Five page turners selected by writer Paulina Czienskowski
I have an edition of this book from 1962 which my mother wrote her name in the front with bulging letters and exclamation marks when she read it as a young girl. The pages are creased and yellowed, and I like the fact that it’s like holding a piece of history in my hands. I can read the novel at any age and again and again, it’s a classic, coming-of-age tale that is sensitively told and yet quite brutal. Salinger uses flippant and drastic teenage slang in the text, and I always enjoy trying to discover the complexity behind it.

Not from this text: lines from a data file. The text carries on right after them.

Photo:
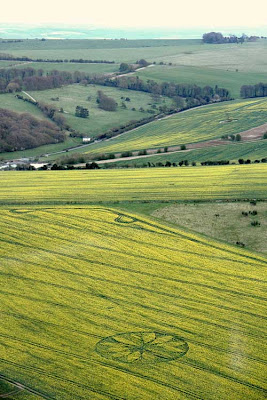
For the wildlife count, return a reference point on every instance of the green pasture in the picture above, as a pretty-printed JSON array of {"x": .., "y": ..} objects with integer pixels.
[
  {"x": 7, "y": 64},
  {"x": 203, "y": 76},
  {"x": 111, "y": 50},
  {"x": 195, "y": 125},
  {"x": 99, "y": 120},
  {"x": 223, "y": 221},
  {"x": 232, "y": 152},
  {"x": 93, "y": 69},
  {"x": 248, "y": 57}
]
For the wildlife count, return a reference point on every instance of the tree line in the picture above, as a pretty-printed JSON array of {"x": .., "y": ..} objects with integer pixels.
[
  {"x": 185, "y": 95},
  {"x": 250, "y": 91},
  {"x": 23, "y": 131},
  {"x": 218, "y": 38},
  {"x": 9, "y": 57}
]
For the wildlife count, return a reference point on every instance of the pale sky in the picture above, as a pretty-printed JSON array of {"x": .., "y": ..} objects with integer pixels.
[{"x": 138, "y": 13}]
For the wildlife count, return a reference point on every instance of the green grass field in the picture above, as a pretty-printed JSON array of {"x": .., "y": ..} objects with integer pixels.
[
  {"x": 10, "y": 102},
  {"x": 232, "y": 152},
  {"x": 111, "y": 50},
  {"x": 190, "y": 127},
  {"x": 202, "y": 76},
  {"x": 221, "y": 220},
  {"x": 99, "y": 120},
  {"x": 94, "y": 69},
  {"x": 155, "y": 184},
  {"x": 7, "y": 64},
  {"x": 249, "y": 57}
]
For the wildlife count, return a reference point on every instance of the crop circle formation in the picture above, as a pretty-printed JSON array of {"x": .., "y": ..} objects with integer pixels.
[{"x": 146, "y": 347}]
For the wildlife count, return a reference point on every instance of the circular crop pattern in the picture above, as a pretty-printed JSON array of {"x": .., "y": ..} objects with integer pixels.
[{"x": 146, "y": 347}]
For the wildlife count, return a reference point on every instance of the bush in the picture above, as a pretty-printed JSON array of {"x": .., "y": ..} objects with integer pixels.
[{"x": 126, "y": 154}]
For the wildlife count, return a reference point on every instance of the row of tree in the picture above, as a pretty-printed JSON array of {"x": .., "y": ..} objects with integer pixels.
[
  {"x": 218, "y": 38},
  {"x": 179, "y": 92},
  {"x": 9, "y": 57}
]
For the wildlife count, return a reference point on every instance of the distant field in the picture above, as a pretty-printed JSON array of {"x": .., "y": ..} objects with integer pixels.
[
  {"x": 10, "y": 102},
  {"x": 203, "y": 76},
  {"x": 111, "y": 50},
  {"x": 190, "y": 127},
  {"x": 222, "y": 221},
  {"x": 155, "y": 184},
  {"x": 94, "y": 69},
  {"x": 249, "y": 150},
  {"x": 249, "y": 57},
  {"x": 7, "y": 64},
  {"x": 99, "y": 120}
]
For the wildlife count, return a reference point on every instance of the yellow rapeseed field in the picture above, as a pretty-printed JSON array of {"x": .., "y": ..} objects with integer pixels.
[
  {"x": 97, "y": 304},
  {"x": 153, "y": 184}
]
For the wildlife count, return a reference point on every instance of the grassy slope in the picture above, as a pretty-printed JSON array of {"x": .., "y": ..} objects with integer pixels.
[
  {"x": 248, "y": 57},
  {"x": 127, "y": 51},
  {"x": 9, "y": 102},
  {"x": 155, "y": 184},
  {"x": 223, "y": 221},
  {"x": 202, "y": 76},
  {"x": 233, "y": 151},
  {"x": 7, "y": 64},
  {"x": 98, "y": 69},
  {"x": 80, "y": 289},
  {"x": 190, "y": 127},
  {"x": 99, "y": 120}
]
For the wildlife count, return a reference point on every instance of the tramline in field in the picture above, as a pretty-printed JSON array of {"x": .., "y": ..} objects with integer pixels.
[{"x": 162, "y": 325}]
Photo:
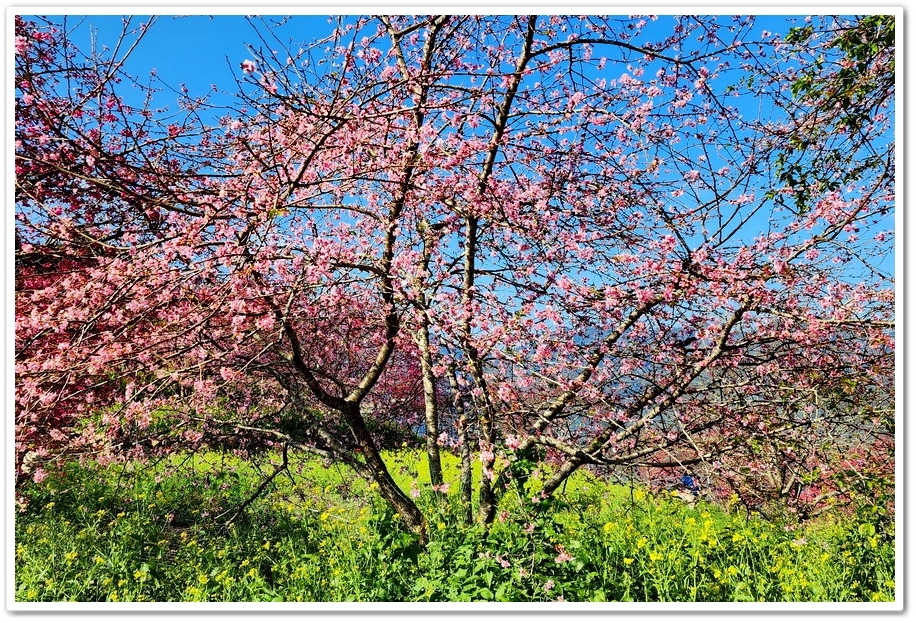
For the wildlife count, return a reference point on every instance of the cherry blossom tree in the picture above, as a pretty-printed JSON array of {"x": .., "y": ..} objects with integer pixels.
[{"x": 601, "y": 241}]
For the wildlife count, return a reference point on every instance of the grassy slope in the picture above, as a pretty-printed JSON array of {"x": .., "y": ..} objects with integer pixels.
[{"x": 320, "y": 534}]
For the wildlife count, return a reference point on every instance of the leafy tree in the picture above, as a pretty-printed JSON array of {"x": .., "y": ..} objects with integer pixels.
[{"x": 603, "y": 241}]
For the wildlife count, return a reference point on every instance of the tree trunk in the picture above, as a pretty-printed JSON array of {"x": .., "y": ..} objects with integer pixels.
[
  {"x": 389, "y": 490},
  {"x": 429, "y": 403},
  {"x": 464, "y": 444}
]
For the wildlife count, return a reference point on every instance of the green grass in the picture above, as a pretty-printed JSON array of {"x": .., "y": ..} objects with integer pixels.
[{"x": 154, "y": 533}]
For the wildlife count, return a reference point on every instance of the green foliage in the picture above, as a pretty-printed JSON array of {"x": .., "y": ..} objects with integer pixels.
[{"x": 132, "y": 534}]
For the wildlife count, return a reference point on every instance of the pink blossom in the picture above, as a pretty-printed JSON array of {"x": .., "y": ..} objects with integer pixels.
[{"x": 39, "y": 475}]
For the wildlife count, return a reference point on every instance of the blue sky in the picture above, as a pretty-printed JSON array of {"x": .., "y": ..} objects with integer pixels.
[{"x": 201, "y": 51}]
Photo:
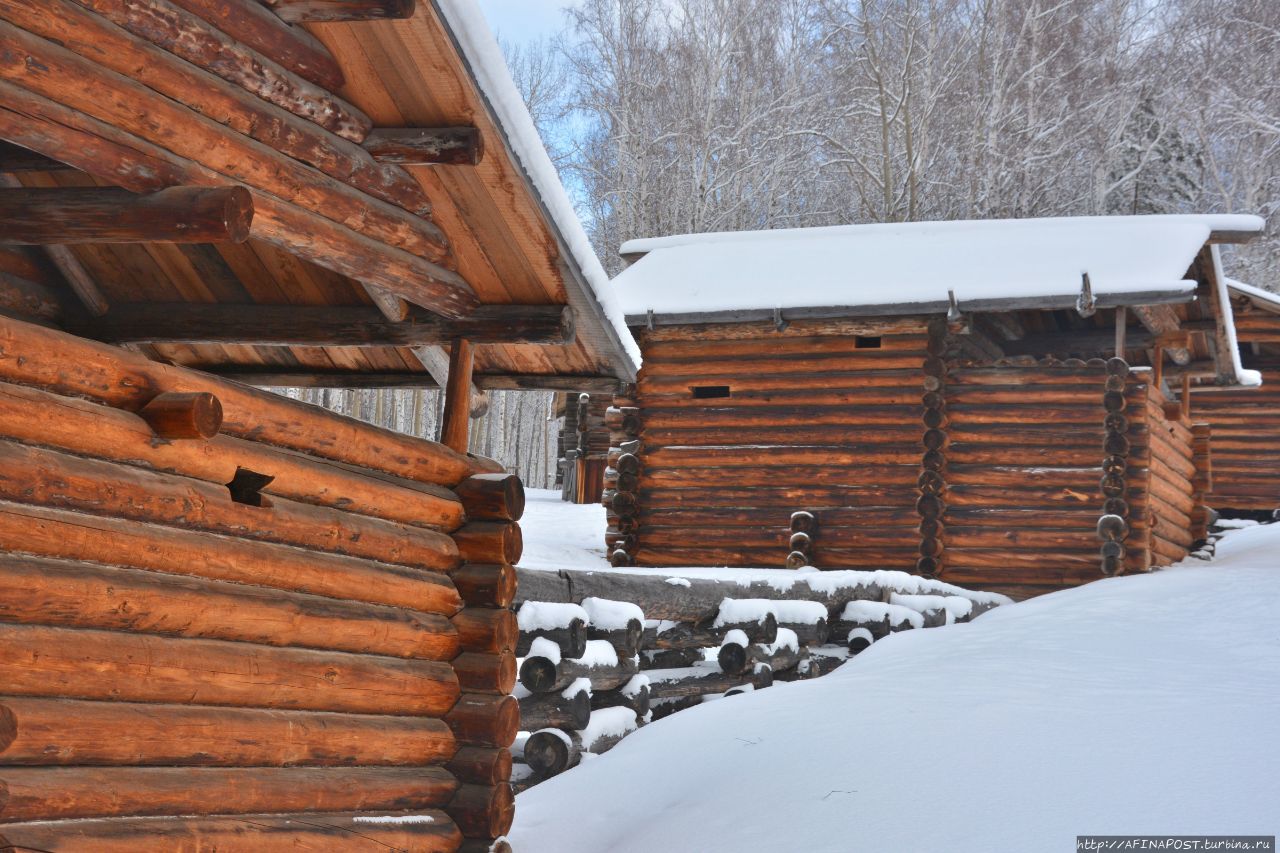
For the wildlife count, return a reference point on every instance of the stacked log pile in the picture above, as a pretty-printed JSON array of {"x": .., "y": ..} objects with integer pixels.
[
  {"x": 607, "y": 652},
  {"x": 218, "y": 603},
  {"x": 732, "y": 428}
]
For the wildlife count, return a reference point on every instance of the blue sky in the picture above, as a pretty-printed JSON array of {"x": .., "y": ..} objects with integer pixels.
[{"x": 524, "y": 19}]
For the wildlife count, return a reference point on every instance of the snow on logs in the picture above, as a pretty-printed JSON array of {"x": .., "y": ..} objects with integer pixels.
[{"x": 607, "y": 652}]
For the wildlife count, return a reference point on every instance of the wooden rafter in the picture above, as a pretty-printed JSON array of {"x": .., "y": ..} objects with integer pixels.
[
  {"x": 68, "y": 215},
  {"x": 305, "y": 325}
]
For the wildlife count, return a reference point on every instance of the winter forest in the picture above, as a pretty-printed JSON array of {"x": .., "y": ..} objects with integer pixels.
[{"x": 690, "y": 115}]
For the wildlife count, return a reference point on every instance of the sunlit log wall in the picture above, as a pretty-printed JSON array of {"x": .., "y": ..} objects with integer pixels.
[
  {"x": 1247, "y": 422},
  {"x": 301, "y": 616},
  {"x": 988, "y": 474},
  {"x": 741, "y": 425}
]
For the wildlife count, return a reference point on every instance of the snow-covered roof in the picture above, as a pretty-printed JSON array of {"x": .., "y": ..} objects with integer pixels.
[
  {"x": 909, "y": 268},
  {"x": 484, "y": 58}
]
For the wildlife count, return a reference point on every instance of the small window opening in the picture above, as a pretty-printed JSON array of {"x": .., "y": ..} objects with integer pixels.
[
  {"x": 247, "y": 486},
  {"x": 709, "y": 392}
]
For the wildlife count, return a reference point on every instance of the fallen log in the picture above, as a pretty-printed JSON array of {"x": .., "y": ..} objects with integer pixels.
[
  {"x": 73, "y": 536},
  {"x": 634, "y": 694},
  {"x": 685, "y": 635},
  {"x": 420, "y": 830},
  {"x": 600, "y": 665},
  {"x": 551, "y": 751},
  {"x": 567, "y": 708},
  {"x": 565, "y": 625},
  {"x": 51, "y": 592},
  {"x": 705, "y": 679},
  {"x": 67, "y": 793},
  {"x": 39, "y": 661},
  {"x": 36, "y": 731}
]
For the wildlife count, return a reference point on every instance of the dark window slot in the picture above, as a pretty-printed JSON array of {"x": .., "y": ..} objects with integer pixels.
[{"x": 709, "y": 392}]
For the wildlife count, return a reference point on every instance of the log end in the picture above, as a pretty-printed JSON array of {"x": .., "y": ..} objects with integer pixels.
[
  {"x": 547, "y": 752},
  {"x": 538, "y": 674},
  {"x": 184, "y": 415}
]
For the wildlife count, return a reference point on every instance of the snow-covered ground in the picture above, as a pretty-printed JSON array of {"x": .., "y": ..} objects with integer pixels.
[
  {"x": 562, "y": 536},
  {"x": 1136, "y": 705}
]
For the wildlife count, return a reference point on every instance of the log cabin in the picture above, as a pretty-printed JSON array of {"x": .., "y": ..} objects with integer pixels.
[
  {"x": 1002, "y": 405},
  {"x": 229, "y": 620},
  {"x": 1246, "y": 422}
]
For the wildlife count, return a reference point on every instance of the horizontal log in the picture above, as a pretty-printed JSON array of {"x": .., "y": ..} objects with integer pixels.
[
  {"x": 481, "y": 673},
  {"x": 544, "y": 675},
  {"x": 28, "y": 300},
  {"x": 433, "y": 831},
  {"x": 114, "y": 154},
  {"x": 480, "y": 765},
  {"x": 39, "y": 661},
  {"x": 307, "y": 325},
  {"x": 50, "y": 478},
  {"x": 483, "y": 811},
  {"x": 334, "y": 10},
  {"x": 487, "y": 630},
  {"x": 707, "y": 679},
  {"x": 73, "y": 536},
  {"x": 484, "y": 720},
  {"x": 554, "y": 710},
  {"x": 485, "y": 584},
  {"x": 426, "y": 145},
  {"x": 688, "y": 601},
  {"x": 74, "y": 366},
  {"x": 188, "y": 135},
  {"x": 91, "y": 429},
  {"x": 51, "y": 592},
  {"x": 67, "y": 793},
  {"x": 69, "y": 215},
  {"x": 232, "y": 44},
  {"x": 184, "y": 59},
  {"x": 71, "y": 731}
]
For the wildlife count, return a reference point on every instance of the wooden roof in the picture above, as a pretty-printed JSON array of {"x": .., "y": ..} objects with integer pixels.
[{"x": 480, "y": 229}]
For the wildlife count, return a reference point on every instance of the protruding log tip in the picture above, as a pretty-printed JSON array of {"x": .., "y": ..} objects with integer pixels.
[{"x": 184, "y": 415}]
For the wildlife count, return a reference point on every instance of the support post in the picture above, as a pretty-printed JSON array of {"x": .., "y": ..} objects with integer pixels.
[{"x": 457, "y": 397}]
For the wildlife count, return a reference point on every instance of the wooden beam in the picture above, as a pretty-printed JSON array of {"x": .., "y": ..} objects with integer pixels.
[
  {"x": 1160, "y": 319},
  {"x": 457, "y": 406},
  {"x": 263, "y": 31},
  {"x": 304, "y": 378},
  {"x": 117, "y": 156},
  {"x": 14, "y": 158},
  {"x": 1220, "y": 340},
  {"x": 69, "y": 215},
  {"x": 309, "y": 325},
  {"x": 67, "y": 264},
  {"x": 328, "y": 10},
  {"x": 426, "y": 145},
  {"x": 138, "y": 46},
  {"x": 1217, "y": 237}
]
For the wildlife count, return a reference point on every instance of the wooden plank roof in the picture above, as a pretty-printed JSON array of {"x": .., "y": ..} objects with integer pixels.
[{"x": 501, "y": 237}]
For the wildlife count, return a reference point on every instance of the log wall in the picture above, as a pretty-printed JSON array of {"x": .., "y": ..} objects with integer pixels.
[
  {"x": 739, "y": 433},
  {"x": 988, "y": 474},
  {"x": 302, "y": 616}
]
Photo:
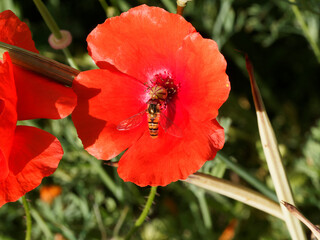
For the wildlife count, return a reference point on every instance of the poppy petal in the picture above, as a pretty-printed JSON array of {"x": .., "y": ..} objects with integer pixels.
[
  {"x": 109, "y": 105},
  {"x": 204, "y": 82},
  {"x": 146, "y": 44},
  {"x": 110, "y": 95},
  {"x": 167, "y": 159},
  {"x": 35, "y": 154},
  {"x": 8, "y": 100},
  {"x": 40, "y": 97},
  {"x": 15, "y": 32},
  {"x": 3, "y": 166}
]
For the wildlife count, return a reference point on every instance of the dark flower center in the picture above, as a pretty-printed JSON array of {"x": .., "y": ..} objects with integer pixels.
[{"x": 163, "y": 87}]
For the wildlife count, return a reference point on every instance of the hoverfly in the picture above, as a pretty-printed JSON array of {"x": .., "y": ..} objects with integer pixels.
[{"x": 154, "y": 115}]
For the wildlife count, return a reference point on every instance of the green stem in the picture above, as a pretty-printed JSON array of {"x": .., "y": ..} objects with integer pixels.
[
  {"x": 144, "y": 213},
  {"x": 28, "y": 218},
  {"x": 54, "y": 28},
  {"x": 305, "y": 29},
  {"x": 204, "y": 209},
  {"x": 248, "y": 177}
]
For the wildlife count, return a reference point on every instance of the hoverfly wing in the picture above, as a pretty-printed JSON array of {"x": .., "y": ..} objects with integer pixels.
[
  {"x": 169, "y": 127},
  {"x": 131, "y": 122}
]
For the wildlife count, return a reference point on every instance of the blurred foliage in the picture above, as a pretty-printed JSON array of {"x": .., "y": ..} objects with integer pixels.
[{"x": 96, "y": 204}]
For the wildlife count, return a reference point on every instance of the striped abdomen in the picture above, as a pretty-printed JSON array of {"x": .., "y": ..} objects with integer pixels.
[{"x": 153, "y": 113}]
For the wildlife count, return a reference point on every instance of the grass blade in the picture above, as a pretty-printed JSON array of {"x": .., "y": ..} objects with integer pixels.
[
  {"x": 237, "y": 192},
  {"x": 294, "y": 211},
  {"x": 272, "y": 154}
]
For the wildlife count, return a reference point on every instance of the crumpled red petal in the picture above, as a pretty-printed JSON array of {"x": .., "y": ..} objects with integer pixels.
[
  {"x": 8, "y": 100},
  {"x": 40, "y": 97},
  {"x": 204, "y": 82},
  {"x": 100, "y": 109},
  {"x": 15, "y": 32},
  {"x": 3, "y": 166},
  {"x": 112, "y": 96},
  {"x": 160, "y": 161},
  {"x": 146, "y": 44},
  {"x": 35, "y": 154}
]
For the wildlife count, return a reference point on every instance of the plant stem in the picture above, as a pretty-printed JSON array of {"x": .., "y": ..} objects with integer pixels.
[
  {"x": 47, "y": 67},
  {"x": 54, "y": 28},
  {"x": 305, "y": 29},
  {"x": 237, "y": 192},
  {"x": 248, "y": 177},
  {"x": 28, "y": 218},
  {"x": 144, "y": 213},
  {"x": 273, "y": 158}
]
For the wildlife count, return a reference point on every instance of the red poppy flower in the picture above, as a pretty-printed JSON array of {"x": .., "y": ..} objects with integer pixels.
[
  {"x": 27, "y": 154},
  {"x": 154, "y": 67}
]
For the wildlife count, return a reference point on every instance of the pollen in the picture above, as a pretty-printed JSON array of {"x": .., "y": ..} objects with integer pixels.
[{"x": 163, "y": 87}]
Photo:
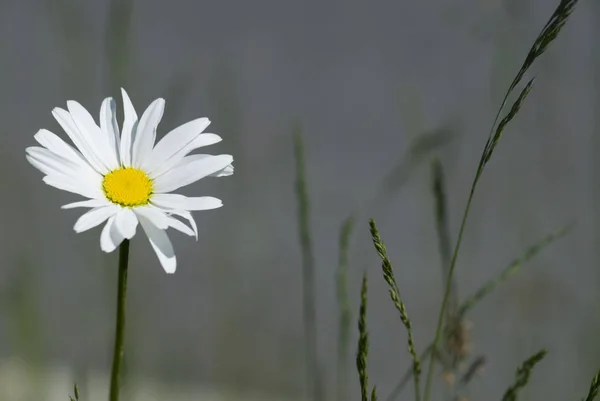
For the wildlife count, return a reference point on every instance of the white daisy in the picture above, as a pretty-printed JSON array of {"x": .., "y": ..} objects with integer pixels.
[{"x": 125, "y": 176}]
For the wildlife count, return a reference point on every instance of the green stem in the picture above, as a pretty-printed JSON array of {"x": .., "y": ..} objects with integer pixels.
[
  {"x": 438, "y": 330},
  {"x": 120, "y": 329}
]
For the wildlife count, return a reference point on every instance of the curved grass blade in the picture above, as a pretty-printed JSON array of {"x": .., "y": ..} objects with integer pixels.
[
  {"x": 522, "y": 376},
  {"x": 511, "y": 270},
  {"x": 486, "y": 289},
  {"x": 594, "y": 388},
  {"x": 548, "y": 34}
]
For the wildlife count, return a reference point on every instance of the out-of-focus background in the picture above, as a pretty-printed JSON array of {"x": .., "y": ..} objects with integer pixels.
[{"x": 364, "y": 80}]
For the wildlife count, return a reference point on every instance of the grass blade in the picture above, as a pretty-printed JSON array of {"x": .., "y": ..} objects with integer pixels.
[
  {"x": 344, "y": 307},
  {"x": 388, "y": 275},
  {"x": 308, "y": 271},
  {"x": 522, "y": 376},
  {"x": 548, "y": 34},
  {"x": 594, "y": 388},
  {"x": 363, "y": 343},
  {"x": 443, "y": 233},
  {"x": 511, "y": 269},
  {"x": 487, "y": 288},
  {"x": 408, "y": 375}
]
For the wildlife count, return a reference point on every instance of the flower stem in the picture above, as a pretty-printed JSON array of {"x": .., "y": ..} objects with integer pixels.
[{"x": 120, "y": 329}]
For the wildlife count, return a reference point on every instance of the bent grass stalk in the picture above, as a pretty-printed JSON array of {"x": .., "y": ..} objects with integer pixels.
[
  {"x": 471, "y": 301},
  {"x": 547, "y": 35},
  {"x": 308, "y": 271},
  {"x": 523, "y": 375},
  {"x": 388, "y": 275},
  {"x": 363, "y": 346}
]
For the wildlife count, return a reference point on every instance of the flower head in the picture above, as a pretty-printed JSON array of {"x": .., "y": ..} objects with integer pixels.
[{"x": 127, "y": 178}]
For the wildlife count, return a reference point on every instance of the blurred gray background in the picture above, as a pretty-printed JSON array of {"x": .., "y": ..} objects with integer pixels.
[{"x": 364, "y": 79}]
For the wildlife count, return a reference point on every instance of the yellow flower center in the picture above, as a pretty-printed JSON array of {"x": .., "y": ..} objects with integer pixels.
[{"x": 127, "y": 186}]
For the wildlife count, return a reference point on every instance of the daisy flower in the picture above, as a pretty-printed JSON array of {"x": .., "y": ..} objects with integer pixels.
[{"x": 127, "y": 178}]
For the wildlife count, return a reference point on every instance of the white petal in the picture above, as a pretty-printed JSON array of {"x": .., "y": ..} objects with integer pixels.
[
  {"x": 94, "y": 135},
  {"x": 110, "y": 238},
  {"x": 188, "y": 216},
  {"x": 129, "y": 127},
  {"x": 146, "y": 132},
  {"x": 108, "y": 123},
  {"x": 126, "y": 222},
  {"x": 95, "y": 217},
  {"x": 67, "y": 183},
  {"x": 177, "y": 139},
  {"x": 50, "y": 163},
  {"x": 227, "y": 171},
  {"x": 161, "y": 244},
  {"x": 190, "y": 172},
  {"x": 179, "y": 226},
  {"x": 180, "y": 202},
  {"x": 156, "y": 169},
  {"x": 153, "y": 214},
  {"x": 81, "y": 142},
  {"x": 87, "y": 203},
  {"x": 55, "y": 144}
]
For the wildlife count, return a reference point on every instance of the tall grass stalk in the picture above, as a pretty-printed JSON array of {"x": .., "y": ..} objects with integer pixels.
[
  {"x": 594, "y": 388},
  {"x": 547, "y": 35},
  {"x": 474, "y": 299},
  {"x": 345, "y": 317},
  {"x": 308, "y": 272},
  {"x": 388, "y": 275},
  {"x": 363, "y": 343}
]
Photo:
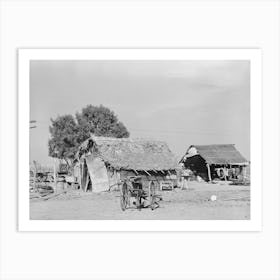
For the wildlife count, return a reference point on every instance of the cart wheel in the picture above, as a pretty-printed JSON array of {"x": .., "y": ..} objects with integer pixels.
[
  {"x": 124, "y": 196},
  {"x": 152, "y": 195}
]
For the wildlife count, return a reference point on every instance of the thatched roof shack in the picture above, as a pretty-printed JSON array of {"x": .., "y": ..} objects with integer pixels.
[
  {"x": 112, "y": 159},
  {"x": 211, "y": 160}
]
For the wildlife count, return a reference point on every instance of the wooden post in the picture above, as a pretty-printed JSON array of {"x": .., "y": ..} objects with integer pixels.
[{"x": 209, "y": 172}]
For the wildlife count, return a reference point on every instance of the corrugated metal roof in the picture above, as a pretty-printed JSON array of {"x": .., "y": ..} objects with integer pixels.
[{"x": 220, "y": 154}]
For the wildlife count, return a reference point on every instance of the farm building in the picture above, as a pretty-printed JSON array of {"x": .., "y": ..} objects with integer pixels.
[
  {"x": 215, "y": 162},
  {"x": 104, "y": 161}
]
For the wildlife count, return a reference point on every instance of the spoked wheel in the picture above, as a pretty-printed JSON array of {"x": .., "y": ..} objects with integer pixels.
[
  {"x": 152, "y": 196},
  {"x": 124, "y": 196}
]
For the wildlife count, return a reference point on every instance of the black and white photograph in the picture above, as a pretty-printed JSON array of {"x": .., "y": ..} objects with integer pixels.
[{"x": 139, "y": 140}]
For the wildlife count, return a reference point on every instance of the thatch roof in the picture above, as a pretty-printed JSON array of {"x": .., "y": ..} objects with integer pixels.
[
  {"x": 131, "y": 154},
  {"x": 220, "y": 154}
]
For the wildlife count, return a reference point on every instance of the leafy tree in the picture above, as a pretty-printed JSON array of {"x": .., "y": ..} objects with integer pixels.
[
  {"x": 100, "y": 121},
  {"x": 68, "y": 132}
]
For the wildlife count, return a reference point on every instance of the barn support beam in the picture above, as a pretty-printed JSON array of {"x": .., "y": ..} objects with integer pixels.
[{"x": 209, "y": 172}]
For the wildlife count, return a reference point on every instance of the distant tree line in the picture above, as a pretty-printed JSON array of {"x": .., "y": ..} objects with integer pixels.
[{"x": 68, "y": 131}]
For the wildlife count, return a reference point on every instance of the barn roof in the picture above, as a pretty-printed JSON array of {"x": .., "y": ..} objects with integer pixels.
[
  {"x": 220, "y": 154},
  {"x": 132, "y": 154}
]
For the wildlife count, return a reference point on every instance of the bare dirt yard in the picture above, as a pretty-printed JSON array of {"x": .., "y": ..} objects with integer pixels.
[{"x": 232, "y": 203}]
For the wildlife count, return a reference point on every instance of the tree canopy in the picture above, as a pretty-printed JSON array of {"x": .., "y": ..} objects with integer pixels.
[{"x": 68, "y": 132}]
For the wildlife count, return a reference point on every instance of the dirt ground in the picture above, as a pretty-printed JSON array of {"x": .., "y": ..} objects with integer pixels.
[{"x": 233, "y": 203}]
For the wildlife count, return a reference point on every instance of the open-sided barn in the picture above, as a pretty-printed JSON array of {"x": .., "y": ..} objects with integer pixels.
[
  {"x": 104, "y": 162},
  {"x": 222, "y": 161}
]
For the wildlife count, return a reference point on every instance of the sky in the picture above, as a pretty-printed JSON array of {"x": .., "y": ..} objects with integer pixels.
[{"x": 180, "y": 102}]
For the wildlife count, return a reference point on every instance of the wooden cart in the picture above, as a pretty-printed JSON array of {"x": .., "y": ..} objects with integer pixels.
[{"x": 133, "y": 187}]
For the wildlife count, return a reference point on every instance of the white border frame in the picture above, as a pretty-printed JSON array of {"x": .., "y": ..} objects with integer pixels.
[{"x": 254, "y": 55}]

Das Dreißigste Jahr (1961) by Ingeborg Bachmann
Whenever I read Ingeborg Bachmann, I wish I could write like her. You can see what I mean in her book Das Dreißigste Jahr (the thirtieth year). Within its seven stories, one encounters so many profound passages. My favorite story follows a man through his thirtieth year, and in doing so it explores some of life’s fundamental questions. Love, friends, the past, job, family. How, where, what?
While I usually read very slowly, I read this novel by Salomonica de Winter—who was 17-years-old when she wrote it— in just one day. It’s about a girl named Blue, a slightly crazy and unfathomable yet very intelligent being, who is always surprising in her train of thought and inner monologues.
And Nietzsche wept (1992) by Erbin D. Yalom
This is a story that takes place in Vienna at the turn of the century. The protagonists are the beautiful psychoanalyst Lou Salomé, Nietzsche, and Josef Breuer, the doctor and mentor of Sigmund Freud. You get sucked into violent conversations between the introverted, vulnerable Nietzsche and the calm, sensitive Breuer, who realizes he can only cure his patient if he allows him to help him. It shows the importance of wholehearted openness and honest reflection as the key to understanding and being understood.
You have to love this book, even if just for the cover. It’s the first installment of Rachel Cusk’s The Outline trilogy. The protagonist is a writer who goes to Athens for a writing course, but you don’t learn too much about her other than that. She is a listener, and the book is made up of her recorded encounters with people on the way to Greece, who tell her things about their lives.
Paulina Czienskowski is a German journalist and author based in Berlin. She has contributed to publications including Berliner Morgenpost, Die Zeit, and Harper’s Bazaar, and published her first book Gegen die emotionale Verkümmerung in 2018. She is currently working on her first novel.